Schrödinger’s Cabinet by Adam K. Childs comes with a cast of characters described at the front of the book and labeled as Dramatis Personae. This is a nice thing to do; the reader can refer back to it but it is also daunting. Some readers may be put off by this if they try to read it first. Don’t do this. All the various government gobbledygook is confusing even to those who work or have worked in government. It is a nice list to refer back to, however.
This is a very topical time-sensitive novel. The author requested that I post a review before October 30. Anyone reading the book will see why. Readers who subscribe to the never Trump movement will thrill to the snarky comments that many of the characters cannot resist making. Only for the sake of social humor of course.
This was a nice introduction to those who are unaware of the Electoral College system. Even those who are aware of the system may not have thought of some central questions about timing. A critical one, what happens if a candidate dies between the electoral college vote and the congressional tallying of the vote?
This is about turf wars in the intelligence field as well as in the law enforcement one. This is where the book can be really confusing but still interesting. There is an alphabet soup of lengthy names being reduced to acronyms that have a possibility of being pronounced. I have a suspicion that there is an agency for the creation of some of these clunky sounding names. Really, you need to wield a multi-colored highlighter to keep up with these.
And speaking of the highlighter, use one of the colors for characters. The multitude of significant persons will be hard to follow without color coding despite the presence of a Dramatis Personae.

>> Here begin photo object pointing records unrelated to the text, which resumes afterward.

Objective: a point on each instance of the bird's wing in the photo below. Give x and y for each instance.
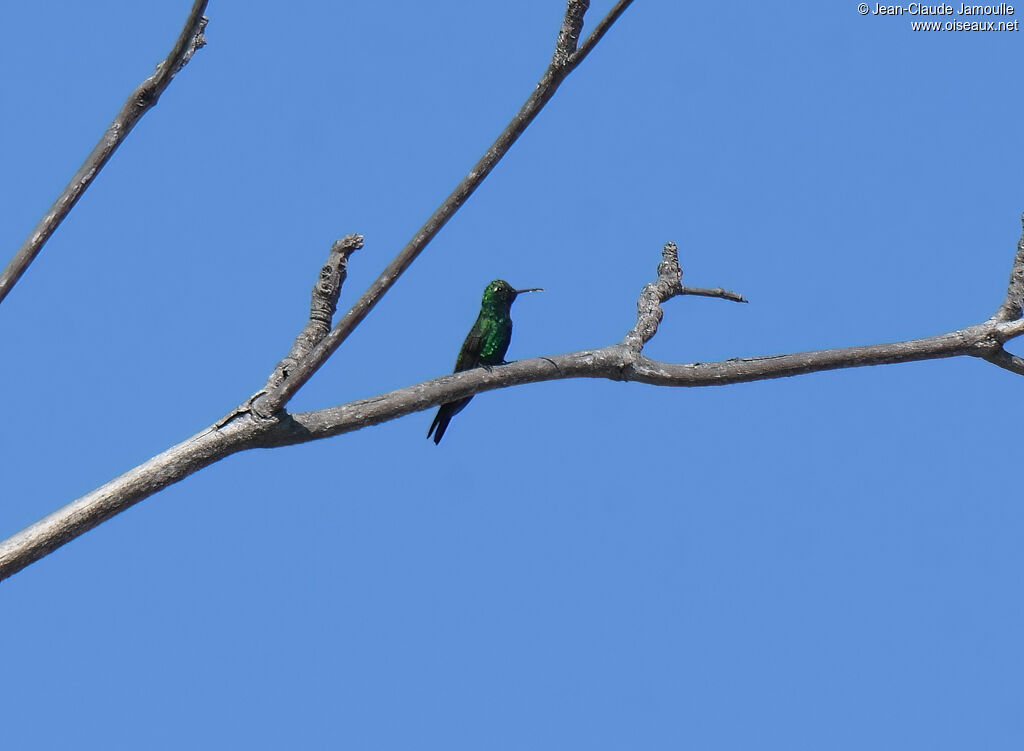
(469, 356)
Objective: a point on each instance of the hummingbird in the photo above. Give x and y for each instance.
(485, 345)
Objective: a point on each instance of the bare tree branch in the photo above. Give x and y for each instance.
(1007, 361)
(139, 101)
(242, 430)
(1012, 305)
(322, 307)
(561, 66)
(668, 285)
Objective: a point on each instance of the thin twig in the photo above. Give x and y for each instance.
(668, 285)
(717, 292)
(1014, 301)
(272, 402)
(1008, 361)
(324, 303)
(139, 101)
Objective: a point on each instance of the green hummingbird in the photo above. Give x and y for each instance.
(485, 345)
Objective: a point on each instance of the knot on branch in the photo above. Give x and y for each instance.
(668, 285)
(197, 43)
(1014, 302)
(568, 35)
(323, 305)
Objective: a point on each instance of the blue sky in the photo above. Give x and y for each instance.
(826, 561)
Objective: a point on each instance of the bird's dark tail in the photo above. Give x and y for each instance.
(444, 414)
(439, 425)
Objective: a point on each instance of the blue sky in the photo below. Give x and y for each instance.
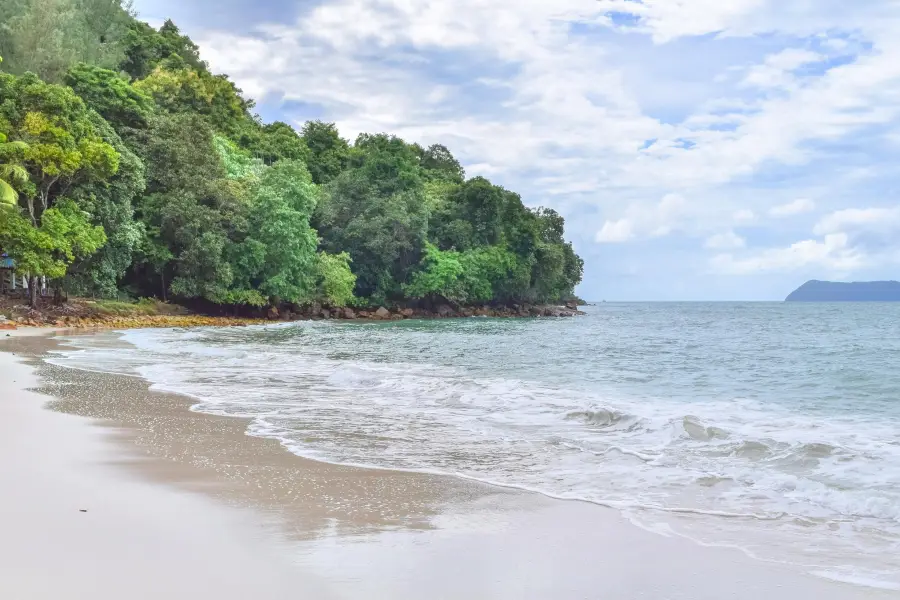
(699, 150)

It is interesting that the US is a society with such a degree of freedom of speech that such a book like this can be published. I suspect that author Childs has been visited by US government types (at least the FBI, USSS, and the umbrella organization Homeland Security). I am sure they would look at this novel through a “Sources and Methods” lens. On the other hand, maybe the author was not contacted. He mentions at the end of the book that this novel was written in New Zealand and Australia. Those countries are considered allies of the US and friendly cooperation might not be out of the question.
Three areas of extremely high-level technology are explored in detail by Childs. First, there is the drone technology and how it somehow involves owls (in this case, but there can be other animals). Then there is the communication intercept technology. I consider myself informed although not an expert. There was a lot of new information in this novel for me to think about. Even if parts of it were creative fiction, those parts are worthy of mulling over as to implications of implementation.
Then there is the medical technology. Flesh eating bacteria? The detailed description of how a team of surgeons attempted to deal with this could make up a teaser for a full-fledged horror novel.
I was thoroughly pleased with this novel. There are so many twists and turns politically, medically, and technologically that I was never at a place in the novel where I was bored and wanted the action to move on. This was an exciting page-turner that kept me up past my bedtime for a couple of nights. Adam Childs is one of those authors whose books I will read because I see his name on them.